Magazine

Rise of the low-level contractor with high-level access

  • 11 June 2013
  • From the section Magazine
Man in front of computer screens - posed photo

Intelligence agencies collect reams of personal data from our everyday interactions. And as the amount of data increases, so has the number of people who work with this sensitive information. Who are they?

Edward Snowden says he is just an average guy.

"I'm no different from anybody else," says Snowden, an infrastructure analyst who worked for the US consulting firm Booz Allen Hamilton. "I don't have special skills."

Just an ordinary computer guy, who worked in unusual offices that tapped into data from phone calls, emails, status updates and browsing histories of those who roused suspicion.

Snowden's decision to reveal classified information puts him in an exclusive club. Another member, Pte Bradley Manning, is facing a military trial. Both could be sent to prison for the rest of their lives.

Their actions shed light on the new world of espionage. As data becomes digitized, more people have access to it.

"Documents don't have to be stored in a filing cabinet," says Amie Stepanovich of the Electronic Privacy Information Center.

"They can be stored on a government server that can be accessed throughout the world."

So in an age of metadata and cloud computing, how do officials make sure that sensitive information does not fall into the wrong hands?

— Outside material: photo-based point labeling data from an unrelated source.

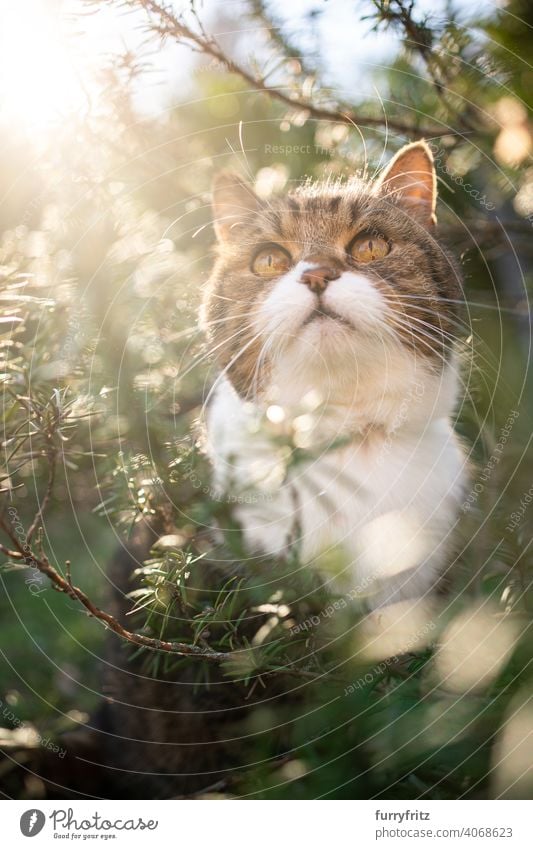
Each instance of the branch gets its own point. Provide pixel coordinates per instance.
(170, 25)
(65, 585)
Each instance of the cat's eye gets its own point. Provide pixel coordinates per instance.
(271, 261)
(368, 247)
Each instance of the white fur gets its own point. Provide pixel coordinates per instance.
(383, 473)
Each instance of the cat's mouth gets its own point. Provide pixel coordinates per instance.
(322, 313)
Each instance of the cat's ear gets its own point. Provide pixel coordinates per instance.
(233, 202)
(411, 175)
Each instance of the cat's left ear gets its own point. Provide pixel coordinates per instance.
(411, 175)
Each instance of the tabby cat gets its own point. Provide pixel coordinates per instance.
(332, 313)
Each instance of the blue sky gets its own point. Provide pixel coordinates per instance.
(48, 52)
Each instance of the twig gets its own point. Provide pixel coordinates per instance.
(171, 26)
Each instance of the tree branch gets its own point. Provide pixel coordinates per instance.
(170, 25)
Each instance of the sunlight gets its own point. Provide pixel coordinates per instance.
(49, 65)
(40, 81)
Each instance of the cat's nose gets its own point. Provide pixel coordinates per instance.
(318, 278)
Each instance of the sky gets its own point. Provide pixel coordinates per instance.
(49, 49)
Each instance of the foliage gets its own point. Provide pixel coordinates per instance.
(104, 373)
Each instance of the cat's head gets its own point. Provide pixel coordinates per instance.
(342, 288)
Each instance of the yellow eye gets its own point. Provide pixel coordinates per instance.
(367, 248)
(271, 261)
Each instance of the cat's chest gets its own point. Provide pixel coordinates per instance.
(376, 484)
(343, 492)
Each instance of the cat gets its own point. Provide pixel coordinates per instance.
(332, 315)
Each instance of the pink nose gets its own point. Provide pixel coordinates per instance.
(318, 278)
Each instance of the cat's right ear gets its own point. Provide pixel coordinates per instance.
(233, 202)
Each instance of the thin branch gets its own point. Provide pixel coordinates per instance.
(64, 585)
(170, 25)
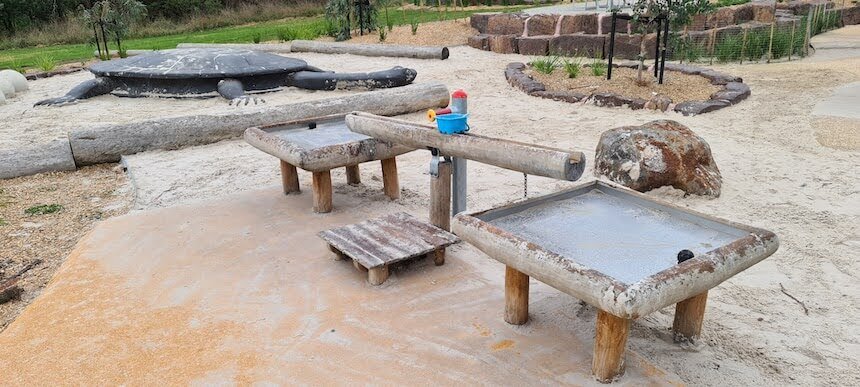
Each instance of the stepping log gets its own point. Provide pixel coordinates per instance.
(375, 244)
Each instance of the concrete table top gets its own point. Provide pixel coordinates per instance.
(241, 290)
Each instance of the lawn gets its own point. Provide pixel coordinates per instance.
(303, 28)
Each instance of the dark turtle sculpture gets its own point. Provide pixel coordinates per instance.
(201, 72)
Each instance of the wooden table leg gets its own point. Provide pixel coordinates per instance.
(516, 296)
(688, 318)
(353, 177)
(440, 197)
(390, 181)
(377, 275)
(322, 191)
(289, 178)
(438, 256)
(609, 344)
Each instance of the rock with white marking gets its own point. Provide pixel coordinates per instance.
(656, 154)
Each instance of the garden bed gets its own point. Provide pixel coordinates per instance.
(688, 90)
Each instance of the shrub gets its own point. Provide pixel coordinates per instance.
(414, 24)
(286, 35)
(44, 209)
(382, 32)
(598, 67)
(572, 67)
(46, 63)
(545, 65)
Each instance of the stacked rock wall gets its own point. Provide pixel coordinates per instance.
(588, 34)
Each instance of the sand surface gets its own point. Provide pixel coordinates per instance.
(776, 176)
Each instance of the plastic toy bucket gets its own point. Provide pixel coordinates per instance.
(452, 123)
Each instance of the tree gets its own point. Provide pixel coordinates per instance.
(112, 17)
(678, 13)
(121, 15)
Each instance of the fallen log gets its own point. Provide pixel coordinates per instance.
(527, 158)
(107, 143)
(391, 50)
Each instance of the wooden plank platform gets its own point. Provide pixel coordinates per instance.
(375, 244)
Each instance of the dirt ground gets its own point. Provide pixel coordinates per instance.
(677, 86)
(776, 175)
(40, 240)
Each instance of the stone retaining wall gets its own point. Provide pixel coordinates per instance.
(588, 34)
(733, 91)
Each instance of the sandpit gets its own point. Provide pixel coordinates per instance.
(776, 175)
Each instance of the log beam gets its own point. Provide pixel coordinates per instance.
(289, 178)
(516, 296)
(390, 181)
(527, 158)
(353, 175)
(610, 342)
(389, 50)
(322, 191)
(440, 197)
(689, 315)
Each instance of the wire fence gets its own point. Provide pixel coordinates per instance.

Snowden had access to classified information because of his security clearance.

A clearance does not give contractors carte blanche. Officials say, for example, that theoretically Snowden should not have had been able to see the leaked document, an order from the Foreign Intelligence Surveillance Court. Yet he could see a lot.

And he is in good company. More than a million contractors have access to classified information, says Angela Canterbury of the Project on Government Oversight.

As one analyst says, "This is Washington DC. You can't swing a dead cat without hitting someone with a security clearance. I mean - everyone's got one."

The fact that Snowden is undistinguished is reassuring, says the American Enterprise Institute's Thomas Donnelly.

"It suggests that what he knows isn't as important as advertised. If a guy pretty low on the food chain knows this, it tells you how big the food chain is."

And analysts have worked with contractors such as Snowden - and large data sets - for years.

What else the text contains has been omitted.